At the core of the worries held by PSF officials is the shrinking budget for the fund and they brought to the attention of MPs that it’s a concern that while in the 2016/2017 financial year the government allocated Rwf8 billion to the fund, it has since reduced the money to Rwf1.2 billion in the current financial year 2017/2018 as well as the next fiscal year 2018/2019.
“We want the government to increase the fund so that more people can have access to it. We are afraid that the fund is shrinking and that’s the issue we are raising today,” Kanamugire said.
Established in 2015, the export growth facility fund was introduced as part of a strategy to boost exports and reduce the country’s trade deficit gap by easing access to loans and providing grants to locally owned Small and medium-sized enterprises (SMEs) operating in strategic areas.

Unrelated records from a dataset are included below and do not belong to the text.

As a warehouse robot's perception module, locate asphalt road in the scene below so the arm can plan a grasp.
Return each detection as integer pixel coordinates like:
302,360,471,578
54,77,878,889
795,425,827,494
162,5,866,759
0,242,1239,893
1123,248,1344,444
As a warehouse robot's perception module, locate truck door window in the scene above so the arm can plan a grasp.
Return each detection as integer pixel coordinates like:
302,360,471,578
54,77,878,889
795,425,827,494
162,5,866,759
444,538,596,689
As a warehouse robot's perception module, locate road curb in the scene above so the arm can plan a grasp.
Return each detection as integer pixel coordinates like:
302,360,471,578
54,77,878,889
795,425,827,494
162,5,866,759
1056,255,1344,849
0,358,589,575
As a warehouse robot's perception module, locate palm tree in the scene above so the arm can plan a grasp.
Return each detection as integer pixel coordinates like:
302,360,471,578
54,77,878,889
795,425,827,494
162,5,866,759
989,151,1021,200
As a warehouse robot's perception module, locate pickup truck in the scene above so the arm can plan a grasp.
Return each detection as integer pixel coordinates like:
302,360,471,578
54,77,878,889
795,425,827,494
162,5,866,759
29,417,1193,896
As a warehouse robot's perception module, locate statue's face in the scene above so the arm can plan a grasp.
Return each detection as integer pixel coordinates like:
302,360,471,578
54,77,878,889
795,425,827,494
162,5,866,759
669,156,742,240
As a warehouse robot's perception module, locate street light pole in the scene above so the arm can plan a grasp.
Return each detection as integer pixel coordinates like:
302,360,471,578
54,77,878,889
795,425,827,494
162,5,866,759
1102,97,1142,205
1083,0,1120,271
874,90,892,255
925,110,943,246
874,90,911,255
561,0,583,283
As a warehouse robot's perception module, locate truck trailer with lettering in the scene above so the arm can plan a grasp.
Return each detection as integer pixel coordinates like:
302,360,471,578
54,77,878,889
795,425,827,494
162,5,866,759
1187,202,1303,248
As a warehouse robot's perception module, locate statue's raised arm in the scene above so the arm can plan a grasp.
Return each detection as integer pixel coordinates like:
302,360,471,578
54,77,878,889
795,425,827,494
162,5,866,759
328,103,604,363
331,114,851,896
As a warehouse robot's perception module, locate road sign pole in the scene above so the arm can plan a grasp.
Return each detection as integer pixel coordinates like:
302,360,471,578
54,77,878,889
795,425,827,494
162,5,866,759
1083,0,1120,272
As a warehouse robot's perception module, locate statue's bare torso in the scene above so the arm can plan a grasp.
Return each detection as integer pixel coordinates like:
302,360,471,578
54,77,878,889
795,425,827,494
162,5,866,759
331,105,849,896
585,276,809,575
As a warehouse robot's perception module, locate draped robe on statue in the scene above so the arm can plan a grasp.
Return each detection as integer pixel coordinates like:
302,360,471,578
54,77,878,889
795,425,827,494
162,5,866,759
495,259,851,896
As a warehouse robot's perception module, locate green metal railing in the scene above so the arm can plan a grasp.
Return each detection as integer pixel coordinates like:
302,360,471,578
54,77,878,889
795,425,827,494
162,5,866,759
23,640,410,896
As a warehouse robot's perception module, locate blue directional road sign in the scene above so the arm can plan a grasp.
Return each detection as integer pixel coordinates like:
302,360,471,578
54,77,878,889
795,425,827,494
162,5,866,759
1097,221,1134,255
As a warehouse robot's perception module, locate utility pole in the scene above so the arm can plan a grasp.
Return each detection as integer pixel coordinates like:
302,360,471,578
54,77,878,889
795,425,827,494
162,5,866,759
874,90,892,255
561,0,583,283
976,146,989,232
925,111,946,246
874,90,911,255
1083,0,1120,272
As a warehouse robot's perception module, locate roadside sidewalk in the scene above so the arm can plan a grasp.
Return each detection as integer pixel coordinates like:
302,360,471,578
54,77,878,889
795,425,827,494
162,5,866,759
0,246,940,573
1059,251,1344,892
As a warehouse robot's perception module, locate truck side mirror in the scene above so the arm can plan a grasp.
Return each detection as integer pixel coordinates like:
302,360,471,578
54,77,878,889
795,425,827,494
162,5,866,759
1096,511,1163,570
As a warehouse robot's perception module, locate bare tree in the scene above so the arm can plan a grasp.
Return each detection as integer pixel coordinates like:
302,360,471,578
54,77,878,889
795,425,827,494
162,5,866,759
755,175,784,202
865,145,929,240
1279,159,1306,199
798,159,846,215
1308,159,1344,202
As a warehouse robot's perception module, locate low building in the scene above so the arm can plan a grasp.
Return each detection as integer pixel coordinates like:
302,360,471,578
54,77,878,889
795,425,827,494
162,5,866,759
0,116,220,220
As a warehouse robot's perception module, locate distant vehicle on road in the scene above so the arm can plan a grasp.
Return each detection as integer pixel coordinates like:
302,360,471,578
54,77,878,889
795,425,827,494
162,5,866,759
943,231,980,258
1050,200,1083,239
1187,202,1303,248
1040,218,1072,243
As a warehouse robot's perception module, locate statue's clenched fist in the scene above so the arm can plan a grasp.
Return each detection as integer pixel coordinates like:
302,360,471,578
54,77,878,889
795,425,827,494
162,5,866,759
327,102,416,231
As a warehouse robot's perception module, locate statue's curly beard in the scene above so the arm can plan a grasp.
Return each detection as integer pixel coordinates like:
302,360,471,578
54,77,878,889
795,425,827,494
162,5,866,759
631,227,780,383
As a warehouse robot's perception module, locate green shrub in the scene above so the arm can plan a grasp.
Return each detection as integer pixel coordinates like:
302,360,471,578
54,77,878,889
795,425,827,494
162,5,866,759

The areas covered by the fund, which is managed through the Rwanda Development Bank (BRD), include horticulture, agro-processing, manufacturing, as well as artisanal mining.
Initially, businesses targeted by the fund were registered Rwandan promising SMEs (with an annual turnover ranging between Rwf40 million and 800 million).
But Kanamugire told MPs last week that the fund needs to be extended to larger enterprises and foreign exporters from Rwanda in order to maximise its impact.
“There is need to increase the funds allocated to the EGF and not only target SMEs but also large companies that would provide quicker wins in the export trade in terms of volumes and profitability, hence spurring economic growth,” he said in a presentation meant to highlight PSF’s wishes for the government’s budget in the next fiscal year.
MPs on the budget committee have been holding budget hearings to collect comments on the government’s budget proposals for the next fiscal year 2018/19.
The estimates are part of the Budget Framework Paper (BFP) and midterm budget proposal for the next three financial years (2018/19-2020/21) tabled in the Lower House by the government two weeks ago.
The Minister for Trade and Industry, Vincent Munyeshyaka, told The New Times last week that the reduced budget for the export facility fund shouldn’t be understood as a policy shift but a temporary lack of funds that can be addressed any time.
“MINECOFIN (Ministry of Finance) is talking to different donors so we can get more funds for the facility. The Government will continue to look for means to support this Fund,” he said.